Düsseldorf In der Berliner Innenstadt ist am Freitag ein kurioser Gegenstand gelandet – eine Mischung aus Cola-Automat und Minion, einem jener quirligen, lustigen Männchen aus dem gleichnamigen Animationsfilm. Genauso lustig und unbeschwert will sich auch der Aufsteller Snap geben: Die sogenannten Snapbots sind in verschiedenen europäischen Großstädten angekommen, um die hippe Fotobrille „Spectacles“ anzubieten, die es seit Freitag nicht mehr nur in den Vereinigten Staaten zu kaufen gibt.

Und so quirlig und lustig die Automaten aussehen und so verspielt die Kamerabrille auch ist, mit der Snapchat-Nutzer 30-Sekunden-Videos aufnehmen und auf der Plattform hochladen können, so sehr braucht Snap endlich eine Erfolgsgeschichte.
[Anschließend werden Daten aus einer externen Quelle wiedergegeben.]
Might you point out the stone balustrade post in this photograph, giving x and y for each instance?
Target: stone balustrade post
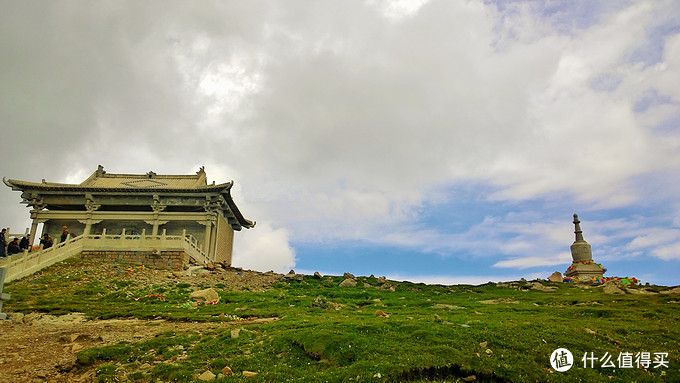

Denn die letzten Quartalszahlen waren enttäuschend, Gründer Evan Spiegel brachte mit arroganten Kommentaren Analysten gegen sich auf und die Konkurrenz wächst schneller als seine eigene Plattform.

Die Expansion nach Europa ist ein weiterer Schritt, um aus der simplen App endlich die „Camera Company“ zu machen, als die man sich bei Börsenlistung selbst bezeichnete. Ein bisher unbekannter Zukauf unterstreicht diese Ambitionen. Doch werden Spiegels Hardware-Pläne ausreichen, um endlich ein profitables Unternehmen zu schaffen?

In Amerika ging die Strategie auf: Landeten die Snapbots mit den Fotobrillen in US-amerikanischen Städten, bildeten sich lange Schlangen. Jeder wollte sein Exemplar der „Spectacles“ aus dem Automaten ziehen. Von London über Paris bis Barcelona – überall in Europa erhofft sich das Unternehmen aus Los Angeles zahlreiche Begeisterte und potenzielle Käufer. Wer es nicht in die Großstadt schafft, der kann sich seine Brille auch gleich online bestellen. Rund 150 Euro muss einem die Spielerei wert sein.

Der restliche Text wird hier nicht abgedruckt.